Below you will find information and guidance to support you with:
Preserving research data is essential to ensure long-term access, prevent loss from technology obsolescence, and to fulfil compliance requirements from funders and institutions. Preservation of research data in a trusted digital repository, such as ORDO, is also a first step in being able to share that data.
Data sharing is at the heart of research data management. It is one of the key reasons why researchers are being encouraged to manage research data; so that the data may be shared with others, whether the general public, other researchers in their field, or even themselves at a future date.
The coolest thing to do with your data will be thought of by someone else.
Rufus Pollock
Cambridge University and Open Knowledge Foundation
It is now widely accepted that sharing research data can benefit both the public and the research community. Whilst it's true that most researchers think about sharing their data because their funders require it, there are other good reasons to share, not all of them altruistic:
When you share research data, it is important that those data are documented and made available in a way that enables others to find, understand and re-use them. The FAIR data principles offer a framework for ensuring that data have long-term value. You should keep the FAIR principles in mind throughout your research, but they’re especially important when preparing to share data.
Back to top
Decisions about preserving data should begin during the data management planning stage, and should consider institutional, funder and repository requirements.

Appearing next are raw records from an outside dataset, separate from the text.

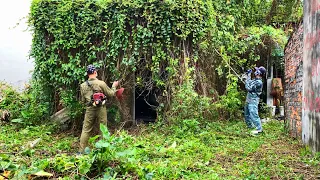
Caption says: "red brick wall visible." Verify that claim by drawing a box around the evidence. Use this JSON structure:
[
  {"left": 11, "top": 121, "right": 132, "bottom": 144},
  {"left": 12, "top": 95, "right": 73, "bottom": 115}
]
[{"left": 284, "top": 24, "right": 303, "bottom": 138}]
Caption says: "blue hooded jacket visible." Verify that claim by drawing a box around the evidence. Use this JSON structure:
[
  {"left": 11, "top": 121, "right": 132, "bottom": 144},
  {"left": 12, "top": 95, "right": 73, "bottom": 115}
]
[{"left": 245, "top": 74, "right": 263, "bottom": 104}]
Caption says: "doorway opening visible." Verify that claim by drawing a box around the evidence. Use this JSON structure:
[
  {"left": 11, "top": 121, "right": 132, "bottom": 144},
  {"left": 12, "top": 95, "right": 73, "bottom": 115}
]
[{"left": 135, "top": 87, "right": 159, "bottom": 123}]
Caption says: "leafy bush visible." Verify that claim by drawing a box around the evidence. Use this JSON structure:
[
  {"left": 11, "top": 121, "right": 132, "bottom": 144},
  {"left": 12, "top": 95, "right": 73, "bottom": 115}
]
[{"left": 0, "top": 83, "right": 49, "bottom": 124}]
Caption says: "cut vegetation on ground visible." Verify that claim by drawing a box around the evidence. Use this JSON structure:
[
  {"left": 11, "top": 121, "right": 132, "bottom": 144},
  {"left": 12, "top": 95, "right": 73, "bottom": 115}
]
[{"left": 0, "top": 120, "right": 320, "bottom": 179}]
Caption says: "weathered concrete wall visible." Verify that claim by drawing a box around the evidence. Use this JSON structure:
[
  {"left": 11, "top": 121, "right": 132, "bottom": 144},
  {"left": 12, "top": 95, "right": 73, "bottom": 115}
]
[
  {"left": 284, "top": 24, "right": 303, "bottom": 138},
  {"left": 302, "top": 0, "right": 320, "bottom": 151}
]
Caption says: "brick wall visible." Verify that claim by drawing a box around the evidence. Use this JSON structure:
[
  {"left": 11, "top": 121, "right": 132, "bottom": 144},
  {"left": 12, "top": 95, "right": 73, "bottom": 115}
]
[
  {"left": 284, "top": 24, "right": 303, "bottom": 139},
  {"left": 302, "top": 0, "right": 320, "bottom": 152}
]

Most funders expect data underlying published papers, and other data of long-term value, to be preserved for 10 to 30 years and made available if possible.

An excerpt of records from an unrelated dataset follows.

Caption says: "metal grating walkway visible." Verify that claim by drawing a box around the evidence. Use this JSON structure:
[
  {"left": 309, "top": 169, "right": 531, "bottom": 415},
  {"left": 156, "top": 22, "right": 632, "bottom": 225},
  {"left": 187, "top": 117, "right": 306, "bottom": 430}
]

For projects with extremely large datasets, retaining full datasets may not be possible. In these instances, it may be appropriate to dispose of datasets when no longer required, but to retain data samples, along with detailed methodologies or code to allow the data to be recreated.
The Digital Curation Centre provides comprehensive advice on deciding what data to keep.
Files that are not required for long-term preservation should be deleted when they have fulfilled their purpose. Researchers have a legal responsibility for collected data, and personal data should be disposed of in an appropriate manner. This will typically be set out during the Data Protection Impact Assessment that occurs prior to research being undertaken. See the Open University Data Protection intranet site (log-in required) for more information.
Further guidance on the retention and destruction of data can be found in The Open University’s Retention Schedule (log-in required).
Back to top
Once you’ve selected data for preservation, some preparation is required before it is ready to deposit into a data repository:
See the Ethics and Data Protection section of our website for further information. This must be considered during the data management planning process, as it is often difficult or impossible to re-contact participants to gain consent retrospectively. If you’re unsure if you have adequate consent in place, please contact us.
You must clearly identify rights-holders, because your authorisation to archive the dataset depends on their permission. Remember that by sharing your data via an archive you are also distributing them (unless they are kept under permanent embargo), and doing this without the authorisation of the rights-holder(s) will be a breach of copyright law.
If you are using third-party materials (i.e. materials where the copyright is owned by someone else), you will need to check the license or t's & c's associated with that data to find out how you are able to use it, and how the rights owner should be attributed. If you need help understanding a license or terms, let us know. If you are unable to include the third-party materials, you could consider linking out to them instead.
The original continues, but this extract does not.